4. When pulverizing, fine pulverization can make the hard part of the top of the malt fully decompose during the resting process and dissolve more β-glucan.
5. Excessive β-glucan produced by saccharification can combine with multiple compounds, proteins, etc. to make the later beer appear "frozen turbid", which is not conducive to the non-biological stability of beer.

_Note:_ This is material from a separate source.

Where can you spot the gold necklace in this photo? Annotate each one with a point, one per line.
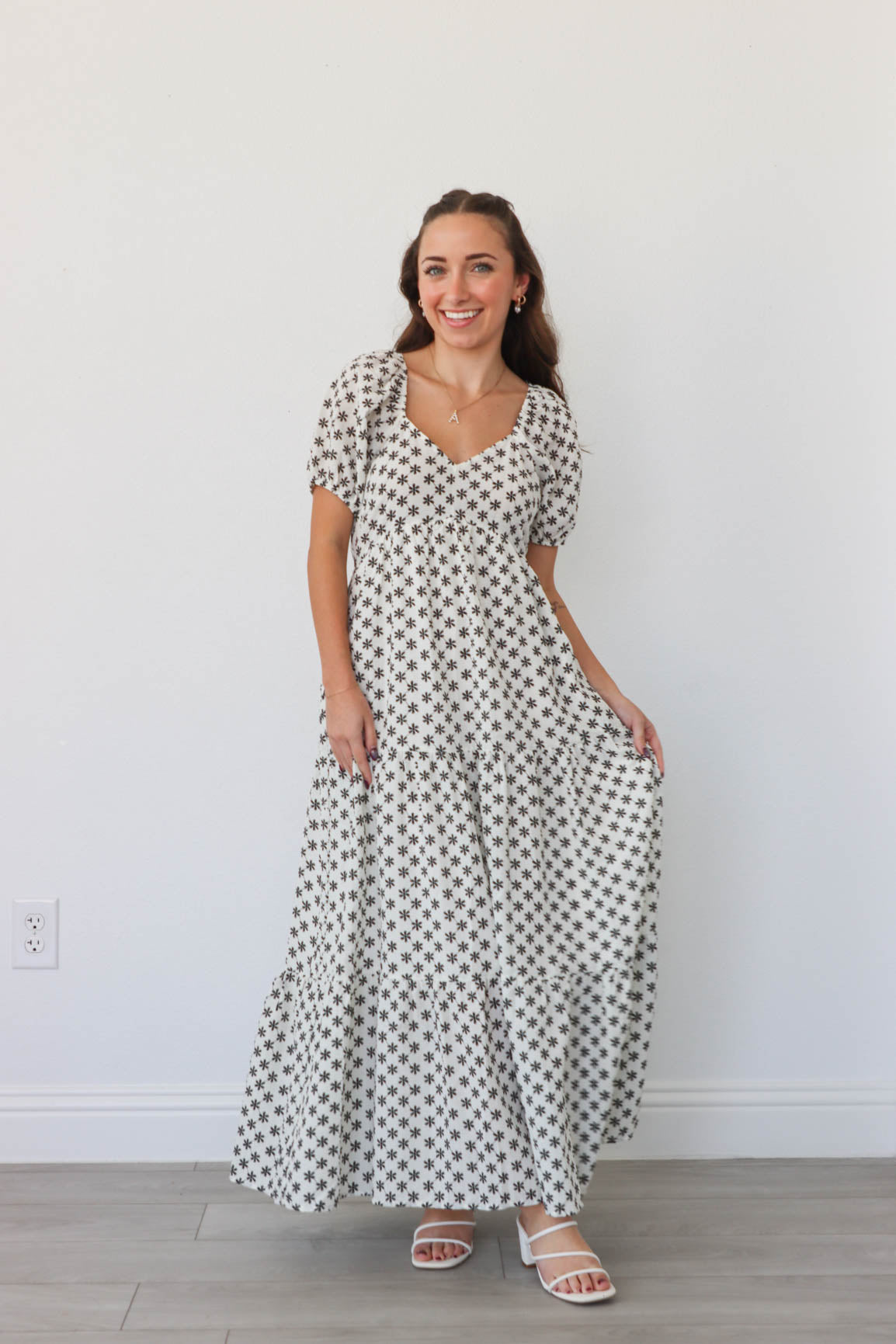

6. The presence of an appropriate amount of β-glucan is the main component of the beer body and foam X energy. In the saccharified mash, if the particles, the particle shape remains unchanged, if there is an external force, such as a pump or agitator When the rotation speed of the blade is much higher than the liquid rotation speed, the particle shape will change and breakage occurs. It is at the edge of the impeller vortex, the bend of the pipe, the rough surface of the pipe and the outlet of the pump. Called "shear force", the shear force between the molecules diffuses the irregular β-glucan molecules in the mash, connects them together, and forms β-glucan spirochetes through the bond, which leads to wheat Difficulties in filtering juice and beer.
7. If the malt fragility value chao is over 8 or the viscosity of the wort made by saccharification is between 1.51mpa.s and 1.63mpa.s, it means that β-glucan is well decomposed.
8. A lower pH value can promote the decomposition of protein and increase the content of free radical acids, so that β-glucan can be decomposed better, which is beneficial to the filtration of wort.
9. High-concentration wort is easy to have high β-glucan and difficult to filter.